Just found an interesting link on YouTube.
YouTube


----------



## harrow (Feb 2, 2018)

I got an email today from the ebay seller offering a refund of 30%,

I have told them they can have it back and give me a refund, told them and ebay that it was not as described.


----------



## trevskoda (Feb 3, 2018)

Any one not happy I'm to blame for posting about lamp,as I got mine at half price I'm happy,I have mailed them stating that people I rec to buy the lamp are not happy and I feel responsible,I also told them to contact us here direct if they wish to talk,mind you we are a lot of wingers over 10 bucks,that's why we can of course afford big vans.:lol-049:


----------



## harrow (Feb 3, 2018)

trevskoda said:


> Any one not happy I'm to blame for posting about lamp,as I got mine at half price I'm happy,I have mailed them stating that people I rec to buy the lamp are not happy and I feel responsible,I also told them to contact us here direct if they wish to talk,mind you we are a lot of wingers over 10 bucks,that's why we can of course afford big vans.:lol-049:


That's right Trev, 

Seamus will be sending boys round !

:hammer::scared::hammer::scared::hammer:

:rulez::rulez::rulez::rulez:


----------



## trevskoda (Feb 3, 2018)

runnach said:


> Received a reply, "check box to make sure batts are missing"...........lol. Also looks like he has shut up shop, as Mrs R (used her account) can no longer reply to his message.
> 
> I don't do ebay, which is a massive playground for those who wish to con honest folks, whilst the ten pound is not a lot of money, it is the principle, I don't understand why some folks received same product with batteries, some didn't.
> 
> I'll cut my loses, I could go spend another fiver to purchase batts, to find product does even work, which I think it wont, I reckon batts are removed from faulty product when returned to seller.

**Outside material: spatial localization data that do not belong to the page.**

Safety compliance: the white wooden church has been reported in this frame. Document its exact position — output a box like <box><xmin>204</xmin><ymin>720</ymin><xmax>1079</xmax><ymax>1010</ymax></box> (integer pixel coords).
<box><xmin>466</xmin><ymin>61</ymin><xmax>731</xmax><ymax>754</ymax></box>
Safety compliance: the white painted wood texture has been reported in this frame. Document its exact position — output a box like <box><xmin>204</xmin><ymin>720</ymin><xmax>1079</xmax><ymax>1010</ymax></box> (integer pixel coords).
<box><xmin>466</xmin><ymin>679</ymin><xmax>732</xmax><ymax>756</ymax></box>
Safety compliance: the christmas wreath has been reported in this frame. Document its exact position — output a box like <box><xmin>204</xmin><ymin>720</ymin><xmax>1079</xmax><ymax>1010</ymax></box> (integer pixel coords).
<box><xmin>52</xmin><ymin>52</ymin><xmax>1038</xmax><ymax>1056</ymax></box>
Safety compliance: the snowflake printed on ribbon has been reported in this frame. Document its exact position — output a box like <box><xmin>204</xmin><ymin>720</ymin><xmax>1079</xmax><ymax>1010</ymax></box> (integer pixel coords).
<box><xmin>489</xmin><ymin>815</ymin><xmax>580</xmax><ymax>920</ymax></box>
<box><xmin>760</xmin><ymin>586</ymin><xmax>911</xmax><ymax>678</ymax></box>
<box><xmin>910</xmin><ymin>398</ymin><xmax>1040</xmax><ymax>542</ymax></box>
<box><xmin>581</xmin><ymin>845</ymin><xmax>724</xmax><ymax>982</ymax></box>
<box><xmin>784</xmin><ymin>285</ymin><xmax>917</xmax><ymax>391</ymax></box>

Allways look on the bright side of life,la la .:wacko:


----------



## highlandron (Feb 3, 2018)

In between minor decorating in the kitchen and tidying out my shed - again.  Found a working laptop battery pack which came off a dead laptop.  Opened it up and found batteries which fit the LED Lamp.  They're unmarked but put out about 3.7 Volts -  Type 18650??  anyway, they are fully charged and work the LED work lamp a treat.  Can only tell if they will charge up in the unit - won't leave it unattended - and put a meter on it - so not a complete loss so far.  If there are no batteries in the lamp and it's on the USB charger it must be getting 3.7 volts off the internal charge unit.  The batteries look to be in parallel.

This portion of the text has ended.